Just when you think you know somecode.


I have recently been looking into the glibc resolver code.
It started out like any other troubleshooting effort, just trying to get a good foothold and identify where things could go wrong and how to ensure they went right. Once I got in the code… it was a real “took the red pill” sort of moment.

I often deal with how the resolver is configured, but had never needed to consider where it lived. As it turns out, I have been sort of imagining a sort of PFM magic bubble whenever I thought about name resolution on *nix based operating systems. I generally understood that name resolution was not handled by the kernel, but I also never imagined that resolution occurred purely in the user space.

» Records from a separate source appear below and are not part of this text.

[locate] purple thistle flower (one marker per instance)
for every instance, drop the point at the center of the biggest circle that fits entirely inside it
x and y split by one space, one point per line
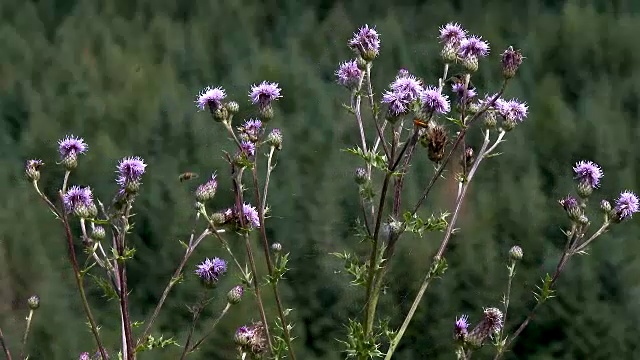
367 42
473 47
78 200
207 190
264 93
251 215
349 74
452 34
248 148
130 170
212 97
461 327
210 270
626 204
588 173
71 146
433 101
398 104
458 88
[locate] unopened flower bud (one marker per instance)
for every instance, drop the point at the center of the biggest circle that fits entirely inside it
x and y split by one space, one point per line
571 207
360 176
98 233
34 302
235 295
32 169
511 61
275 139
449 53
266 113
515 253
232 107
470 63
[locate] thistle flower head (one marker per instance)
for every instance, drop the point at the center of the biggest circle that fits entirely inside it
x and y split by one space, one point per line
207 190
32 169
626 205
210 270
264 93
211 97
79 201
366 42
588 173
452 34
251 216
130 171
349 74
433 101
473 47
250 130
460 328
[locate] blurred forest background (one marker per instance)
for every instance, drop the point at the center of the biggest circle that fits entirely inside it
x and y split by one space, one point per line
123 74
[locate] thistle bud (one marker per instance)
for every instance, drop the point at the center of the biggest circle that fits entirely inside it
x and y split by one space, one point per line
275 139
515 253
511 61
32 169
571 207
98 233
435 140
360 176
34 302
232 107
235 295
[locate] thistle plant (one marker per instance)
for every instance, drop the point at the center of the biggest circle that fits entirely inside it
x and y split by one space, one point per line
437 114
105 230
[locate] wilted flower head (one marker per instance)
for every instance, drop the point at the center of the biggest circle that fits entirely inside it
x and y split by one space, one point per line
473 47
250 130
79 201
210 270
461 326
511 61
626 205
207 190
589 173
349 74
212 97
264 93
433 101
366 42
130 171
32 169
452 34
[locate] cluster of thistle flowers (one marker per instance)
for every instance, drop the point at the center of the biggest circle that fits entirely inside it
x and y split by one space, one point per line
250 137
588 175
408 94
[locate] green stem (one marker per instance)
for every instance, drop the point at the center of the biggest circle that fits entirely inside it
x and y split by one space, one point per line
26 334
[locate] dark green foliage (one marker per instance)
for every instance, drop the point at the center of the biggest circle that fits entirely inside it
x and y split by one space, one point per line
124 74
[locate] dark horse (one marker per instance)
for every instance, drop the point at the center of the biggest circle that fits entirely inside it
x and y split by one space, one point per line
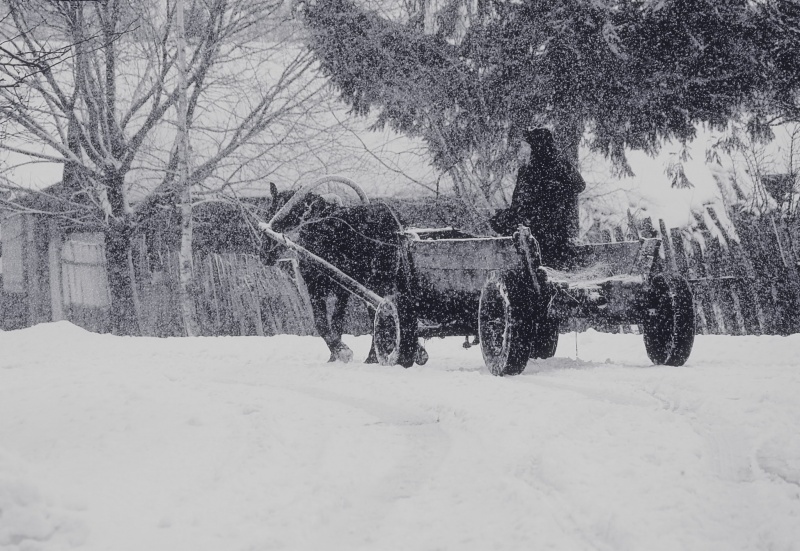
363 241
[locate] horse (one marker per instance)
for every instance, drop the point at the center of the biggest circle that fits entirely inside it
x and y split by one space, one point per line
363 241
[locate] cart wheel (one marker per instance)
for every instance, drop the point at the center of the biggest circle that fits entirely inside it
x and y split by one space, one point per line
669 320
545 339
503 328
394 337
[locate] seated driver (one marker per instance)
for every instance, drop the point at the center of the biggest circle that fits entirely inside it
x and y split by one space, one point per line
545 198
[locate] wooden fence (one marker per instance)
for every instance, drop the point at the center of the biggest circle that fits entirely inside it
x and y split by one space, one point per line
744 281
235 294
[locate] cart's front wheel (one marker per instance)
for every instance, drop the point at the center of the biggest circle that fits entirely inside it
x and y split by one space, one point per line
394 336
504 331
669 320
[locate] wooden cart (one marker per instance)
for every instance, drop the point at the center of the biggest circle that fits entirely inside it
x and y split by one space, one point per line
454 283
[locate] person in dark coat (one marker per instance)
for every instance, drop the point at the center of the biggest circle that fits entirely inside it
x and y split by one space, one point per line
545 199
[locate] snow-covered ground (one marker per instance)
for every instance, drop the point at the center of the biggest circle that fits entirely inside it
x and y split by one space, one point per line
228 444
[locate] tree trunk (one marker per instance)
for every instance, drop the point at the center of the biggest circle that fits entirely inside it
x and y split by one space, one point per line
568 139
185 261
120 280
186 285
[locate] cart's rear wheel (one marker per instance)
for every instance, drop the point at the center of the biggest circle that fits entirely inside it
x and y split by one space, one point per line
394 336
669 320
503 327
545 339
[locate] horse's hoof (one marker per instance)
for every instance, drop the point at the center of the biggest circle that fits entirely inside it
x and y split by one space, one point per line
342 353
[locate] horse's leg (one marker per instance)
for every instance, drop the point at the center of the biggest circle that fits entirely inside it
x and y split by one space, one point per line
318 291
342 351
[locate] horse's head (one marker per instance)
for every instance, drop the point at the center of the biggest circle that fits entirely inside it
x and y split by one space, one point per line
311 207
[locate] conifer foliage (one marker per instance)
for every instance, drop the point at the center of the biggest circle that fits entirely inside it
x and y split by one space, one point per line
634 72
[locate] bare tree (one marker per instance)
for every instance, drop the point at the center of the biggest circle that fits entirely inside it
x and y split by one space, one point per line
108 113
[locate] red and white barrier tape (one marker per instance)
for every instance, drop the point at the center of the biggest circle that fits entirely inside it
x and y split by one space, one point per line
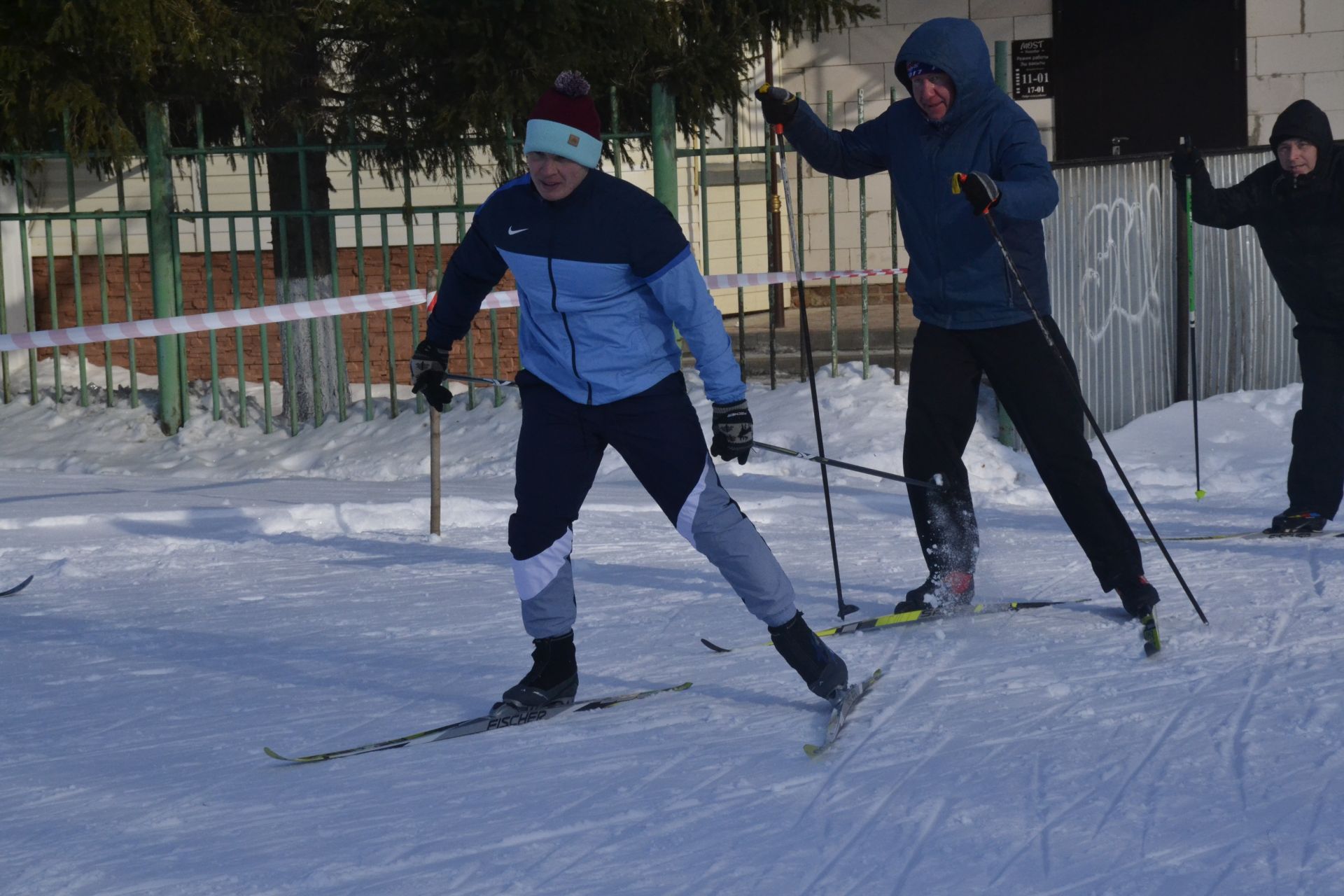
334 307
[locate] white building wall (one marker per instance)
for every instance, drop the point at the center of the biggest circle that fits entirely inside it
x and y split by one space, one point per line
1294 50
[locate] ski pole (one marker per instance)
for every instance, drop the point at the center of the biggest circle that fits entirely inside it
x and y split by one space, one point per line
1078 390
1194 342
825 461
841 608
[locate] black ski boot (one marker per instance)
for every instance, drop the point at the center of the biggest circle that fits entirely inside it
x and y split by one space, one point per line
1139 597
1292 522
940 592
553 681
822 668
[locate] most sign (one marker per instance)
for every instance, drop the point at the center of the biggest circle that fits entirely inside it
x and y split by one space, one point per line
1031 69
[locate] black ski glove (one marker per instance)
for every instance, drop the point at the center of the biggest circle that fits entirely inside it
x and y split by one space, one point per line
429 365
732 431
1186 162
979 188
777 105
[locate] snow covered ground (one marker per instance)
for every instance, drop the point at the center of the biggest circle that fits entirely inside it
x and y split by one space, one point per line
201 597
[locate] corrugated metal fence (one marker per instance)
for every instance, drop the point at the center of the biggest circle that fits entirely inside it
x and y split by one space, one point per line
1112 257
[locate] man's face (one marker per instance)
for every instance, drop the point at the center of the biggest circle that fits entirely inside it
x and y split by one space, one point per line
933 94
554 176
1297 156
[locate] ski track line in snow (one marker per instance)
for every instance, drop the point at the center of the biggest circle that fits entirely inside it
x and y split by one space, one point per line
1136 767
1259 680
828 783
1088 796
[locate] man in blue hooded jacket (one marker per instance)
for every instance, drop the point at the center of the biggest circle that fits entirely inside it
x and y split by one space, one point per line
974 318
604 273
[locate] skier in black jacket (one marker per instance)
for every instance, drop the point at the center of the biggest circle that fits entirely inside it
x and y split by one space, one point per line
1296 206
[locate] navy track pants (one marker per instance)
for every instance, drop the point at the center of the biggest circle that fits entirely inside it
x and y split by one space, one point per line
657 433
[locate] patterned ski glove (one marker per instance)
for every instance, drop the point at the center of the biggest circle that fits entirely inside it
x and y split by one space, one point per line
429 365
777 105
979 188
732 431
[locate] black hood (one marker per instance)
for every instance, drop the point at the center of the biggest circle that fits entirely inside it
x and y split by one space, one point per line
1306 121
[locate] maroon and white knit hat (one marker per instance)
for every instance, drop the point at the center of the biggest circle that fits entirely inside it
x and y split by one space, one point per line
565 122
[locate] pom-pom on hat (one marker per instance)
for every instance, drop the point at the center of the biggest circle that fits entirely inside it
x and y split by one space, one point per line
565 122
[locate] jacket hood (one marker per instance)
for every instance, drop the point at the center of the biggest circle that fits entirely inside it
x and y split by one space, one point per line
958 48
1304 120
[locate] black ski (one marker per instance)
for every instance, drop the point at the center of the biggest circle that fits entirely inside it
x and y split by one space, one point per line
917 615
17 589
511 719
1259 533
840 711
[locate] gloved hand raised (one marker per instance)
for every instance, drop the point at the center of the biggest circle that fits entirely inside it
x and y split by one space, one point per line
429 365
979 190
1186 162
777 105
733 434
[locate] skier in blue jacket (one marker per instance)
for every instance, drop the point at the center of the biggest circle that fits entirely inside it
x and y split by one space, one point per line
974 318
604 273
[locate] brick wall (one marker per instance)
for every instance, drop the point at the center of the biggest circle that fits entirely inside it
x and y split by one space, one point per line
136 281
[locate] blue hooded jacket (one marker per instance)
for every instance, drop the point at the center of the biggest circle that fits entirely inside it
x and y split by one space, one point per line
958 279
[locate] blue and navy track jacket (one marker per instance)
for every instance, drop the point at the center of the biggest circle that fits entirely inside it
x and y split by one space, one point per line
958 279
603 276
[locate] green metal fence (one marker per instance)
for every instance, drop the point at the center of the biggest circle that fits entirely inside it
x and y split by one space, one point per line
232 234
244 238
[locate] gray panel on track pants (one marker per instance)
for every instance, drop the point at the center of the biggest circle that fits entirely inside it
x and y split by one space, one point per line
657 433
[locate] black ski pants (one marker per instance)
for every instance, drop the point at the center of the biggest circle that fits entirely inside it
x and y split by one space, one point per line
1041 397
1316 472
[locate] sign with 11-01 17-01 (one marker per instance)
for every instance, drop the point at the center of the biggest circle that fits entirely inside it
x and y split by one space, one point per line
1031 69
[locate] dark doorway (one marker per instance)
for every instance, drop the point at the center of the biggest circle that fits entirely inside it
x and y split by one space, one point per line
1139 74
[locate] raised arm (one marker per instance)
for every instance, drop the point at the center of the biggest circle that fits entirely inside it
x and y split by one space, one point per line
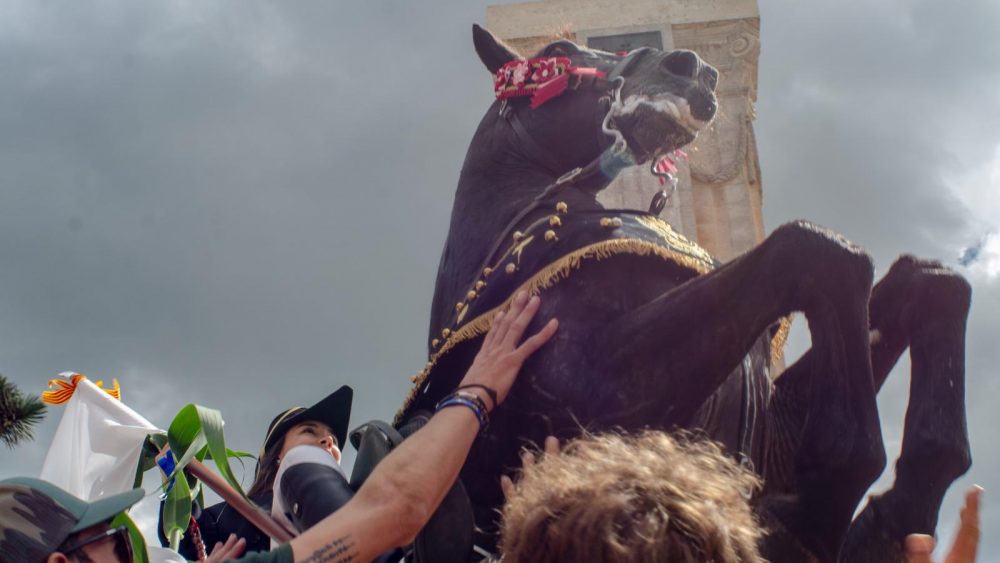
408 485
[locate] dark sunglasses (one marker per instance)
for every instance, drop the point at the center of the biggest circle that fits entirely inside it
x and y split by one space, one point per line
123 543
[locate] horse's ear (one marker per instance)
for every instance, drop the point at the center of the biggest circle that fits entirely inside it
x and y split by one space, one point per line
491 50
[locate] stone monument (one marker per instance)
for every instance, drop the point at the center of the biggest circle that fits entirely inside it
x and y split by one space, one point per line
718 201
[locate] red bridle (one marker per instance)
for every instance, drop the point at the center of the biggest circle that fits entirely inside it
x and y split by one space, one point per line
542 78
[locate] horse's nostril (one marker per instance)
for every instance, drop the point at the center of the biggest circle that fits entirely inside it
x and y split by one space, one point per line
682 63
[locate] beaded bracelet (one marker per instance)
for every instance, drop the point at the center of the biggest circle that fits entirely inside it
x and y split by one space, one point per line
490 392
469 400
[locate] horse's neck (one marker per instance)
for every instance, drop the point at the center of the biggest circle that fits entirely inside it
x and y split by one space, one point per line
485 203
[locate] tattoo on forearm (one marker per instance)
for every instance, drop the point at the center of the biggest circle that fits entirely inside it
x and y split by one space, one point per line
341 550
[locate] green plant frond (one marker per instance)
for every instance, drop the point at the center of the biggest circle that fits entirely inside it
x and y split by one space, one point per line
194 434
140 554
19 413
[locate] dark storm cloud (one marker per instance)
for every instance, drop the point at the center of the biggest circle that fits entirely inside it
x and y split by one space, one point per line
879 120
214 204
243 205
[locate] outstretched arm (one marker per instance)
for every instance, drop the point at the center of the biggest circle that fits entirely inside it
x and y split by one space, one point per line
408 485
963 550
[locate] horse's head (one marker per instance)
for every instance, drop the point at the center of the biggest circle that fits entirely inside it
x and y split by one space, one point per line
657 101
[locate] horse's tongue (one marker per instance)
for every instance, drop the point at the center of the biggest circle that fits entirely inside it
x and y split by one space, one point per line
667 164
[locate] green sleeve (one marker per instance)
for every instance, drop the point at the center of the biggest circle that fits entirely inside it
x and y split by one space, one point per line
281 554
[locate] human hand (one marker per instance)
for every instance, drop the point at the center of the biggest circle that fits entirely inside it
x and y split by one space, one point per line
232 549
551 447
500 359
966 544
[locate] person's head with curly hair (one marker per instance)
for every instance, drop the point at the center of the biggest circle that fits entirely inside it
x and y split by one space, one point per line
644 498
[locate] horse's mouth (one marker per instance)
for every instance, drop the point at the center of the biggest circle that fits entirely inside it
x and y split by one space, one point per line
655 125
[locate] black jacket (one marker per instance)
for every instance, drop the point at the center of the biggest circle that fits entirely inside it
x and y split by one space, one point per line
217 522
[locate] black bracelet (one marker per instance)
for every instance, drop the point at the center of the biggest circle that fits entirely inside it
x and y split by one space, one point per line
491 393
470 401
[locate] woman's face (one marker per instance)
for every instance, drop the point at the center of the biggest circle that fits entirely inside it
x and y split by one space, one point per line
311 433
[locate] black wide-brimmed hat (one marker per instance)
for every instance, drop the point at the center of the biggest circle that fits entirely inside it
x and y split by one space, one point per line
333 411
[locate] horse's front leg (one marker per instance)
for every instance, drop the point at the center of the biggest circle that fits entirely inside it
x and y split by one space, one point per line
924 306
681 346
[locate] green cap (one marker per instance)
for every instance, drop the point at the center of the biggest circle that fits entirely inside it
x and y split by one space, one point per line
36 517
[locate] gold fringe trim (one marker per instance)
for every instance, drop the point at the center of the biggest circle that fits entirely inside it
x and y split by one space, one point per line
544 279
66 389
780 338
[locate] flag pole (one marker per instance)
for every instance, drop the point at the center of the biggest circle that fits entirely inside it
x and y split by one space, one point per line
257 517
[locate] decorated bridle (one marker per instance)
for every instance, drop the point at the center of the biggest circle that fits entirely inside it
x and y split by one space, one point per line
545 78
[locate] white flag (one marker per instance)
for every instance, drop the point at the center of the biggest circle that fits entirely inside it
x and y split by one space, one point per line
96 448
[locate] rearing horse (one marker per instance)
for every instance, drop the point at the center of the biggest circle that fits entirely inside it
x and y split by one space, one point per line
655 333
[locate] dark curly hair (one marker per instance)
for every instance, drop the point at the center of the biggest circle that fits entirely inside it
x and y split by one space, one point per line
644 498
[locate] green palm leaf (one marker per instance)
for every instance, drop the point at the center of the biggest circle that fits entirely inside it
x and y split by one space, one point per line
19 413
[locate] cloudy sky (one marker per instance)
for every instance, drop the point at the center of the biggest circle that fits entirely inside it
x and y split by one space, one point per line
243 204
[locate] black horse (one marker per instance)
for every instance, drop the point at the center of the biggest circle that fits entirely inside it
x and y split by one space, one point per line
654 333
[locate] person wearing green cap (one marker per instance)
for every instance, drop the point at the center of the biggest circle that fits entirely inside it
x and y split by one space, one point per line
41 522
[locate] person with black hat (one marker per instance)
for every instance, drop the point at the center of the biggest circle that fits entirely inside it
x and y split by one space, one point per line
323 425
405 488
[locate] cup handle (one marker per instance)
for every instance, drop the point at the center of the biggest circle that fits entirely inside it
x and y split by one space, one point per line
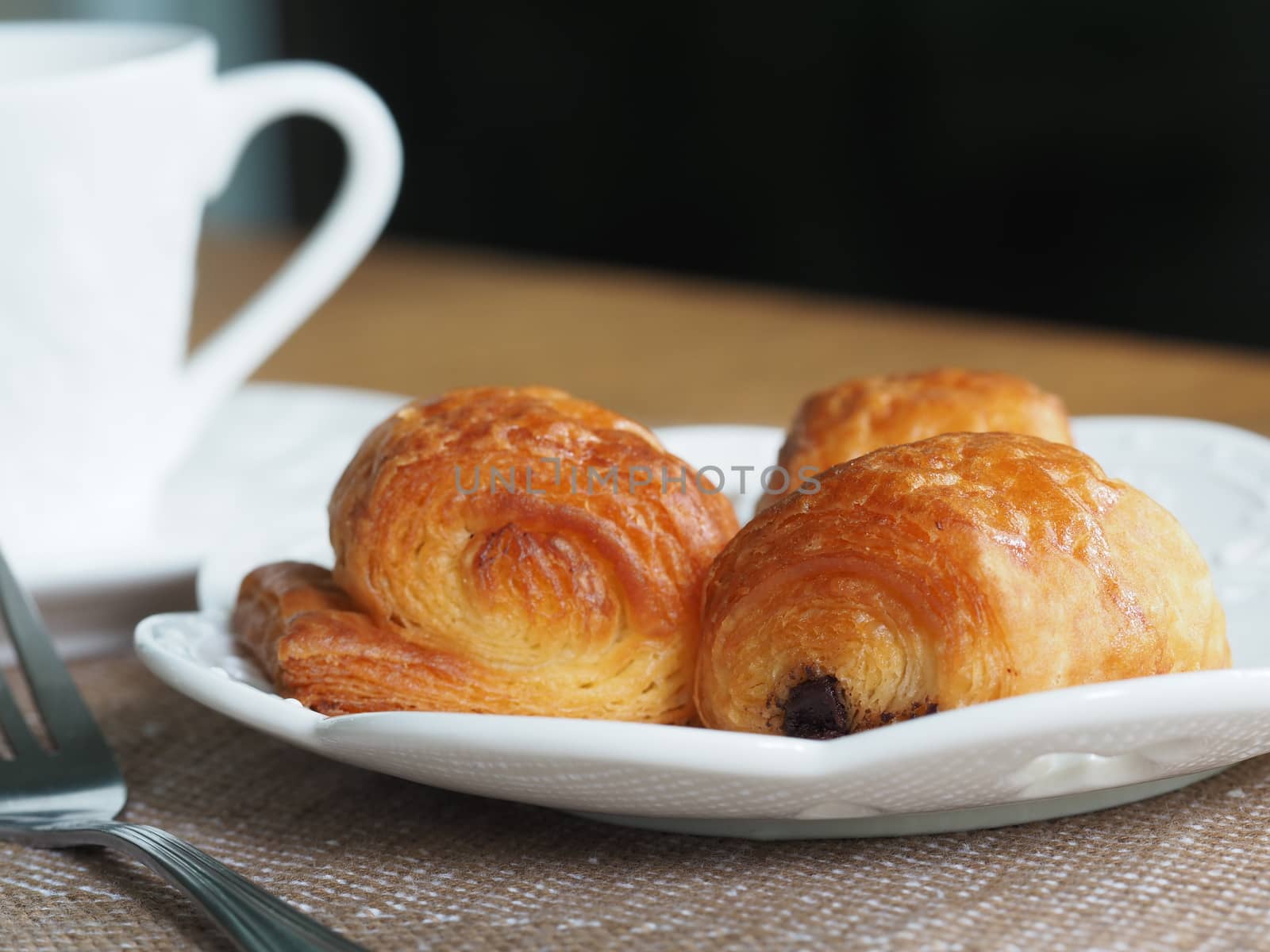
244 102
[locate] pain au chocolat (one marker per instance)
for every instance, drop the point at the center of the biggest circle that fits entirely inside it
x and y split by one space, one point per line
503 551
860 416
944 573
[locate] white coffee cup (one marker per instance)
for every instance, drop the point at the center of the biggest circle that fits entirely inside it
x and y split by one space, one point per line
112 140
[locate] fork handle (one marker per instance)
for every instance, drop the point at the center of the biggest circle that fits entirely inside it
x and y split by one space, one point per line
254 919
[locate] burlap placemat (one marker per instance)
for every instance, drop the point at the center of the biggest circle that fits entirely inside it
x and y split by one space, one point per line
400 866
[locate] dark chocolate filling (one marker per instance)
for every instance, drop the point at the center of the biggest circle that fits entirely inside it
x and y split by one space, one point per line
816 711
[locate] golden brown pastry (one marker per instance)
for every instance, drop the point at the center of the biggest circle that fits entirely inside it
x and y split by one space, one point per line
498 550
959 569
861 416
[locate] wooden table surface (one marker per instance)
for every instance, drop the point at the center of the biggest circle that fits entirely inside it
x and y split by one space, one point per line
419 319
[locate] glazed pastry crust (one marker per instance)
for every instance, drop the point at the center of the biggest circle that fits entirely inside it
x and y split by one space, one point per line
950 571
573 596
857 416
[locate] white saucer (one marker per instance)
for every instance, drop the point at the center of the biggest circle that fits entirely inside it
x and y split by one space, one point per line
1034 757
266 465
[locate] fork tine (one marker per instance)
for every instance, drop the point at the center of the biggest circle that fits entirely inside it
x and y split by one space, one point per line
13 725
64 711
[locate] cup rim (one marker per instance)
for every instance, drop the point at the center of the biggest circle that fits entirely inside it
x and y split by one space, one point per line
173 41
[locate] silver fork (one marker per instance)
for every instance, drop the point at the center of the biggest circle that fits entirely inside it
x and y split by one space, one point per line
70 797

I’m not sure what I imagined wedged between user space and the kernel. I think I envisioned a sort of stateful shared resolver living under the mystic veil of glibc. As you might guess, that is not the case. Every process for itself.

Sort of…

The nscd process helps out, using it’s own user-land resolver to provide resolution services over a local unix domain socket. Every other process’s resolver can then forego doing the work itself and just pass requests off to nscd, which may have already done the lookup within the result’s TTL, eliminating the need to resolve the same name for multiple processes. Shazam! A stateful shared resolver! Except I knew nscd was a completely optional service and still imagined a non-caching single resolver living somewhere.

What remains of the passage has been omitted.